Lock the failure shape with an eval. Write the failing assertions first (retainedMessageCount === 0, dispatchedHasRealUser === false, or whatever describes the bug). Use testIfDocker. The reference eval is evals/session-compaction-wire-starvation.eval.ts and the reference fixture pair is evals/fixtures/session_VO5yjfS1vV6_/{state.json, memory-dump.json, reproduce_and_diagnose.txt}. The diagnose file is also a useful template — dump the empirical horizon, message counts, and rendered prepend sizes there before tuning the fix so you can see exactly what changed.
Optional: live-model red/green eval. When the bug is about what the MODEL produces from a degenerate wire shape (not just the shape itself), pair the wire-shape eval with a live-model eval that calls complete() from @earendil-works/pi-ai against payload.systemPrompt + convertToLlm(payload.dispatched) and grades the reply with a focused judge. Judge-the-judge against hand-crafted positive/negative replies before running it against the live model so a judge drift doesn't masquerade as a fix. evals/session-compaction-continues-recent-work.eval.ts plus evals/continuation-judge.eval.ts are the reference pair — the live eval is RED today and turns GREEN automatically once the wire-shaping fix lands.

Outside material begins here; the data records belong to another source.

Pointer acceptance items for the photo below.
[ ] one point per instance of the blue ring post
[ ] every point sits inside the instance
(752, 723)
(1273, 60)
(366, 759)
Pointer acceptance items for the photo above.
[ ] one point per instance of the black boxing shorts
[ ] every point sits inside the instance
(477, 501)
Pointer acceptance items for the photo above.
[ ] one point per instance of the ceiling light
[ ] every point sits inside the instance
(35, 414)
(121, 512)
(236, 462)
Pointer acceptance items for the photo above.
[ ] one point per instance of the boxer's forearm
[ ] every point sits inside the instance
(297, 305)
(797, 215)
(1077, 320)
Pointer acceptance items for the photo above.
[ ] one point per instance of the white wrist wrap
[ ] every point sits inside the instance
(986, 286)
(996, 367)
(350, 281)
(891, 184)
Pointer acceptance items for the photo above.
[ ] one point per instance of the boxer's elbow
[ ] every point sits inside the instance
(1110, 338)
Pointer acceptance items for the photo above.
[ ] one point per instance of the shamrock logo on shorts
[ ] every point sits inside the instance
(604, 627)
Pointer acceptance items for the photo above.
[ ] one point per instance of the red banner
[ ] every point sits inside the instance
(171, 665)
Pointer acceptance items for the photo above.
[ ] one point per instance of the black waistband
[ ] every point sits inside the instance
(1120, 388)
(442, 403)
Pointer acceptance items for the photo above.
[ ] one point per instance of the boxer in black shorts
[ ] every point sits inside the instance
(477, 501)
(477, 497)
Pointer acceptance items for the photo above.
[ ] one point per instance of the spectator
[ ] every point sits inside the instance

For a quick read-only inspection without writing an eval, the same helper works inline:

bun -e 'import { readFile } from "node:fs/promises"; \
  import { capturedWirePayload } from "./evals/helpers/capture-wire-payload.js"; \
  const dir = "evals/fixtures/<session_id>"; \
  const { payload, dispose } = await capturedWirePayload({ \
    turnState: JSON.parse(await readFile(`${dir}/state.json`, "utf8")), \
    memoryDump: JSON.parse(await readFile(`${dir}/memory-dump.json`, "utf8")), \
    sessionId: "<session_id>", \
  }); console.log(payload); await dispose();'

Tips

The dump is read-only; you can run it while duet is open (it waits up to 60s on the cross-process open-lock).
For a quick row count without writing JSON: bun run scripts/dump-memory.ts --stats --limit 1 > /dev/null prints the filtered + total row counts to stderr.
If a memory bug only shows up live, capture the dump immediately — observations get superseded and the repro window closes.
Keep fixtures small. A 30-row slice that reproduces is more useful than a 300-row pool that buries the signal.